Abstract Paintings Masterpiece Series |
Onde Não Há Facilidade
Para o leitor, o poema se apresenta, numa primeira aproximação, como que vertido em língua estranha, mas ao mesmo tempo remotamente familiar. Na comunicação poética, a imagem da leitura como algo rente ou similar à operação tradutória se impõe de modo decisivo. A comunicação poética pressupõe certa dose de intraduzibilidade, de hermetismo, a partir de uma condição de limite disciplinador imposto pelo jogo de relações requerido pelo poema. Mas tal dilema – a razoável impenetrabilidade da poesia – se resolve, por outro lado, no momento em que o leitor-poeta assume a responsabilidade pela co-autoria daquele texto, por meio de um gesto de interpretação livre. Espécie de tradução-leitura envolvente convertida em transcriação (para usarmos aqui um conceito de Haroldo de Campos).
É desde esse ponto de vista que me disponho a ler os poemas em processo que Denise Freitas, desde 2010, vem publicando em seu bloghttp://www.sisifosemperdas.blogspot.com/. Com efeito, a menção lateral que faço a um possível tonus hermético a informar a linguagem da poeta não pretende encerrar o assunto a respeito. Inclusive porque o atributo, o mais das vezes, serve antes como classificação pejorativa do que como valência poética a ser considerada a sério. Poetas como Denise Freitas, isto é, de linhagem mallarmaica, cujos poemas empreendem questionamentos sobre os limites da expressão verbal, impondo-lhes a suspeição relativamente ao objeto resultante da nomeação, são advertidos tanto pelo seu formalismo, quanto pela obscuridade de seus escritos; nessas ocasiões o bom senso se fecha na retranca conservadora da inteligibilidade.

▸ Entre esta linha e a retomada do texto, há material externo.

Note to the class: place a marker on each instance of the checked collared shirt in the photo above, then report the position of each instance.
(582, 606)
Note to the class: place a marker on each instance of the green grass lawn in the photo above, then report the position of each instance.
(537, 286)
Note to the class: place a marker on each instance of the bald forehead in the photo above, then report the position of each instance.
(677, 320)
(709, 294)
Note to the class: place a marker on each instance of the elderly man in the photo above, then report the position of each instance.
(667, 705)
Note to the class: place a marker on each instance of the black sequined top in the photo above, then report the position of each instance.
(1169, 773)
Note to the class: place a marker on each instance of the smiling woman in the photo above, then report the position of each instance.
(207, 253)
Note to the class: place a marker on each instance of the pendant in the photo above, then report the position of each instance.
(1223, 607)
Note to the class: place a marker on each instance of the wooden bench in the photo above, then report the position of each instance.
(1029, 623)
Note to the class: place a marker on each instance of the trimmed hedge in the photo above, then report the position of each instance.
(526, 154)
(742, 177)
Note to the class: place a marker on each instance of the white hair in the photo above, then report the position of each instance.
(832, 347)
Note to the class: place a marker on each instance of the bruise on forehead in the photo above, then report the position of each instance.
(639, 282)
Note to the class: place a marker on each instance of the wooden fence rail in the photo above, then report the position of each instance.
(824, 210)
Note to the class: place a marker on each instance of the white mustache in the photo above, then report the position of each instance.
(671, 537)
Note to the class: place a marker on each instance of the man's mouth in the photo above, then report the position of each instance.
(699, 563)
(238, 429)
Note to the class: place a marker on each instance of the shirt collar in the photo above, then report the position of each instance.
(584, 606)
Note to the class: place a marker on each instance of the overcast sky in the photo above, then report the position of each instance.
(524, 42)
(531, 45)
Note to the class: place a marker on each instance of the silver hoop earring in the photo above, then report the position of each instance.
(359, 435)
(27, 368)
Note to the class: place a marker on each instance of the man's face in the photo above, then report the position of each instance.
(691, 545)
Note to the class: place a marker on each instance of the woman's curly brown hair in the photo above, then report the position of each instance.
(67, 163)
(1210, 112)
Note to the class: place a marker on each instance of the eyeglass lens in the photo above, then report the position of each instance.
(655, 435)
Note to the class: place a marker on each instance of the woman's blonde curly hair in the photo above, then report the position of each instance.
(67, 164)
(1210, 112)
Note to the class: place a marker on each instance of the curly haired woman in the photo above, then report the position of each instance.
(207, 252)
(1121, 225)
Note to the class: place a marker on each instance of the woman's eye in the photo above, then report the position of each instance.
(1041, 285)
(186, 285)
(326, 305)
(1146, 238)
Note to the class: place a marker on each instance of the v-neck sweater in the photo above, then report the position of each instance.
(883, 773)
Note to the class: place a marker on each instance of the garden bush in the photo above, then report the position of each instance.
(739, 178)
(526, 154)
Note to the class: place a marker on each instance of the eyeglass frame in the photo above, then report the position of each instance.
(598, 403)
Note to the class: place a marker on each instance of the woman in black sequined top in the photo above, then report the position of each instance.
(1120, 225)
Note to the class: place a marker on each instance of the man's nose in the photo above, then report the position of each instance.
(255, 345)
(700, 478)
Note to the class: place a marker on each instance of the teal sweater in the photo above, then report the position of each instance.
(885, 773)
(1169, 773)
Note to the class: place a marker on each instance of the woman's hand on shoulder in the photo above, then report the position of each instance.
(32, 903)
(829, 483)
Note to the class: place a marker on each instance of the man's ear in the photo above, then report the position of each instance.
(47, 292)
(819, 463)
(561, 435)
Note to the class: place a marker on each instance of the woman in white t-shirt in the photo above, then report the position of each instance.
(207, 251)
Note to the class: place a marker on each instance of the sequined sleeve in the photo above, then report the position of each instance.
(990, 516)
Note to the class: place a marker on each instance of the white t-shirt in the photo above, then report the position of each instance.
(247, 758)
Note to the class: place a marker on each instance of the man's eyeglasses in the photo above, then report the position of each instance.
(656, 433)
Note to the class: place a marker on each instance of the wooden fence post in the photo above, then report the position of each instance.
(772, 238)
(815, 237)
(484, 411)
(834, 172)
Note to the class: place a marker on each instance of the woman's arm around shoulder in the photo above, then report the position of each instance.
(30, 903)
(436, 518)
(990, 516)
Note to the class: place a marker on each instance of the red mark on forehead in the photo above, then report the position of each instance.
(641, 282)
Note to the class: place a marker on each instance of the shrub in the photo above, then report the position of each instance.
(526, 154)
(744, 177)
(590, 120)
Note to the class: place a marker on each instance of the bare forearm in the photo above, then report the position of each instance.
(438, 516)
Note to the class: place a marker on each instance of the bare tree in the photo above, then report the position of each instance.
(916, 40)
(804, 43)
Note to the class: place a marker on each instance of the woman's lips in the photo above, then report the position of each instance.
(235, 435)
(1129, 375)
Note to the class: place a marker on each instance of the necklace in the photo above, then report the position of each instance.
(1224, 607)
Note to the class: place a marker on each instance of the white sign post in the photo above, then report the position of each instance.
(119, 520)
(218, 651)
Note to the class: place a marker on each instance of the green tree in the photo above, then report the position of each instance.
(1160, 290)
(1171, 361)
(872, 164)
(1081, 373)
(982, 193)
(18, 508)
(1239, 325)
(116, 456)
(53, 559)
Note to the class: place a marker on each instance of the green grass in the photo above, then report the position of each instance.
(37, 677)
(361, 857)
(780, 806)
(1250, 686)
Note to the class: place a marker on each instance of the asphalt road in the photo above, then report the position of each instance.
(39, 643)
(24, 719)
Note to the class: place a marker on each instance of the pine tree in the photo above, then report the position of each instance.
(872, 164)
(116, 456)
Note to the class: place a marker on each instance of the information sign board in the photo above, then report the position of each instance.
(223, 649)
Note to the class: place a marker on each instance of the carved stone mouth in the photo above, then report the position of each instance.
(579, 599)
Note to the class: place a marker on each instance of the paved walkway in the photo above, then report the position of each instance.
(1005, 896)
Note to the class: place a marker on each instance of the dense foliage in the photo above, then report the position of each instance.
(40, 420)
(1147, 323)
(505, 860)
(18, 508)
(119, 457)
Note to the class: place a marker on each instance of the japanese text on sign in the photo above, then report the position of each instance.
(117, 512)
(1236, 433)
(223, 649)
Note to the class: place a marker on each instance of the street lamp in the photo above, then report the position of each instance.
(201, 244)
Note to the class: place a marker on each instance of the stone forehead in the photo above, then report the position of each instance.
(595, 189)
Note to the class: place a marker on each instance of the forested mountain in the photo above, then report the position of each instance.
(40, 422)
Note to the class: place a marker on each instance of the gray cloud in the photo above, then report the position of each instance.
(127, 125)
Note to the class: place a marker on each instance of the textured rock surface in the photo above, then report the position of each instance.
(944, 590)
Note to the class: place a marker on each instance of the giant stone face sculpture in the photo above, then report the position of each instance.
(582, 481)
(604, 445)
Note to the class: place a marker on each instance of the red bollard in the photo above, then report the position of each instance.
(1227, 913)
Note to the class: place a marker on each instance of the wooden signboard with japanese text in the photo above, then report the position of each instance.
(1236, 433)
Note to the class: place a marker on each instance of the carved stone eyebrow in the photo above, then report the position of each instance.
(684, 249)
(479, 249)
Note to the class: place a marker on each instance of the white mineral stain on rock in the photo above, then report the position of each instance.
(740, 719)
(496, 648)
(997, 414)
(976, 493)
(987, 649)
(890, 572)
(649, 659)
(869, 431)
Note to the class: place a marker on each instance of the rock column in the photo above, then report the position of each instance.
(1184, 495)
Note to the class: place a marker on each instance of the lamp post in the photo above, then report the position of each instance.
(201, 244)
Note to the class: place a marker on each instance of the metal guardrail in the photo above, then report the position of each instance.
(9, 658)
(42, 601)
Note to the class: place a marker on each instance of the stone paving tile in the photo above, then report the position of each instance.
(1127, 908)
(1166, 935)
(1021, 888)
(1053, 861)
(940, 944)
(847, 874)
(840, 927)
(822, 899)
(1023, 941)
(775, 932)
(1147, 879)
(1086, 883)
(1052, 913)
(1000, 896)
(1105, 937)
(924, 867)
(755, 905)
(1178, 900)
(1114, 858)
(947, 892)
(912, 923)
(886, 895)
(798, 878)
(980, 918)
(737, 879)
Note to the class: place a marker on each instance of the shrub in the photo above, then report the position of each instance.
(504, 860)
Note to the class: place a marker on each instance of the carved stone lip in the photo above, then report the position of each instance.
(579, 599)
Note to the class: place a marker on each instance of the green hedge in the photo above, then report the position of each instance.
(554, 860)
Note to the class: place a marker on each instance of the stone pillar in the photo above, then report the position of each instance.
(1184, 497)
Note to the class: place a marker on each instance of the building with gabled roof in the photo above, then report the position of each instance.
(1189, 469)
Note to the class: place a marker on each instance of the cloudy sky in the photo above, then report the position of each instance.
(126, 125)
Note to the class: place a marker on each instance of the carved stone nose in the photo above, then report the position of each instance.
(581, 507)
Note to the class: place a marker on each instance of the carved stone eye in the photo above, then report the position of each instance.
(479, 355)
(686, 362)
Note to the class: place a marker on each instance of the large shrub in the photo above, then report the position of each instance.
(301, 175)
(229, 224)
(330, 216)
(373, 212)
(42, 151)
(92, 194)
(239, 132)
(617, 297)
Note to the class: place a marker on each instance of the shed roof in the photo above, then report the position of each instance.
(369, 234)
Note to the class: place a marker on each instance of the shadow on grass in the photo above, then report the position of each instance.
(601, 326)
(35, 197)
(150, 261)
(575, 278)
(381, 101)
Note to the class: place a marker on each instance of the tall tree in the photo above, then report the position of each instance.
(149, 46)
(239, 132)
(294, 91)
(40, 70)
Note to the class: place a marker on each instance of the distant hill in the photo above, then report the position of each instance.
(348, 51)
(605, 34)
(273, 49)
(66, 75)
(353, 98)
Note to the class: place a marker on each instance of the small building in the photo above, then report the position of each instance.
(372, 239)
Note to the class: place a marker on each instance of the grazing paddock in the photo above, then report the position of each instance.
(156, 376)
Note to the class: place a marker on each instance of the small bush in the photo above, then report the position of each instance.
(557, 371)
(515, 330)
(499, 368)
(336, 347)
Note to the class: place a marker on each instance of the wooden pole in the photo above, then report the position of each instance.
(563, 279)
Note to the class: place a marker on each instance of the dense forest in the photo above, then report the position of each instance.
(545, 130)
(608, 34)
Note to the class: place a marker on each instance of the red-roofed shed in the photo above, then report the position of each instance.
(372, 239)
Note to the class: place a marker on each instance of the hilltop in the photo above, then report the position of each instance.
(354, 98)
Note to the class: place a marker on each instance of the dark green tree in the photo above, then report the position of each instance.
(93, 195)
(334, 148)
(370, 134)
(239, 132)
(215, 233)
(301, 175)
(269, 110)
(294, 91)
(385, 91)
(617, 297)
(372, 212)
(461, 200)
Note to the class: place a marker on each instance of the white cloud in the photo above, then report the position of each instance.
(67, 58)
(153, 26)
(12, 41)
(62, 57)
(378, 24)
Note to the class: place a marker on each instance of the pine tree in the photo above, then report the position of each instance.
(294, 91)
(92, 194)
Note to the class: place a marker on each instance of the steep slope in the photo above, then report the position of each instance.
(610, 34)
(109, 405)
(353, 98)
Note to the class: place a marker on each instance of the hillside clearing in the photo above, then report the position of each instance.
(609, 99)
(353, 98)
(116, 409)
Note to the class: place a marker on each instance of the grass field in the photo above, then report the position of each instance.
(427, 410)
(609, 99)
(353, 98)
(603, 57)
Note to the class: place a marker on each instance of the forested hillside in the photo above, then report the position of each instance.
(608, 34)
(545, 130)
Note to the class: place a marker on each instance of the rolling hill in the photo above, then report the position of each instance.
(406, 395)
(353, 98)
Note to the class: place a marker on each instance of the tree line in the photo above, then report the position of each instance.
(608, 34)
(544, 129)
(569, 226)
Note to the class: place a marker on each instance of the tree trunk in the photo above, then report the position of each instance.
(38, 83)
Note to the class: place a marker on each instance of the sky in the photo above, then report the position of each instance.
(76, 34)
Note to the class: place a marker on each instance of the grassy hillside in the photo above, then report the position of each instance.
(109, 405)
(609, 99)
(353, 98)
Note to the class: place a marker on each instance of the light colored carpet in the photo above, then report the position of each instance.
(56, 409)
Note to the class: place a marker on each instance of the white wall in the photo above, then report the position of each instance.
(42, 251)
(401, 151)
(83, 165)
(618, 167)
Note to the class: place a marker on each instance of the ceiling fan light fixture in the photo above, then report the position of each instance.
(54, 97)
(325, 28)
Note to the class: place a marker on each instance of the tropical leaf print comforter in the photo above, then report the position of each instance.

Todo poema é forma, por isso mesmo trata-se de uma redundância preconceituosa acusar o poeta de formalista. E todo poema é hermético, primeiro porque seu significado é irredutível àquele leitor que se debruça sobre ele, e, segundo porque tanto emissor quanto receptor, que estabelecem um contato por meio desse canal ambíguo (o poema) também são ambíguos, isto é, eles são afetados pela linguagem de que se servem quando inventam esse singular ato de comunicação incomunicável.
Portanto, mais do que insistir na perspectiva de um esforçado hermetismo contido entre as camadas sígnicas da poesia de Denise Freitas, me parece de maior interesse convidar o leitor a assumir sua condição não digo de hermenêuta (o que seria previsível), mas dehermenauta (o que é mais produtivo para a economia poética), pois talvez desse modo o leitor – como que num périplo – não tema o desafio proposto por Denise Freitas e consiga dizer com a poeta um verso como o que segue: “razão do abismo em que me alço”. Eis aí uma poderosa metáfora para os sentidos cambiantes dos seus poemas. Aliás, já no fragmento de um dos versos da autora – cito: “...percurso onde não há...” –, nos deparamos com essa forma de fracasso exitoso presente tanto no que toca ao dizer poético, como no que toca à sua recepção, pois este “abolido bibelô de inanição sonora” (Stéphane Mallarmé dixit) quando cristalizado em seu relato, isto é, no poema feito e grafado na folha branca, se redime da suposta condição de fracasso comunicativo. O sentido se converte numa conquista e não em algo que o poeta deposita no texto como que num gesto de comiseração ao leitor preguiçoso. Ah, o sentido! Quanto a isso fico com Jacques Derrida, que, expropriando Walter Benjamin, escreve: “Mas o que ‘diz’ uma obra literária (Dichtung)? O que ela comunica? Muito pouco a quem a compreende. O que ela tem de essencial não é comunicação, não é enunciação.”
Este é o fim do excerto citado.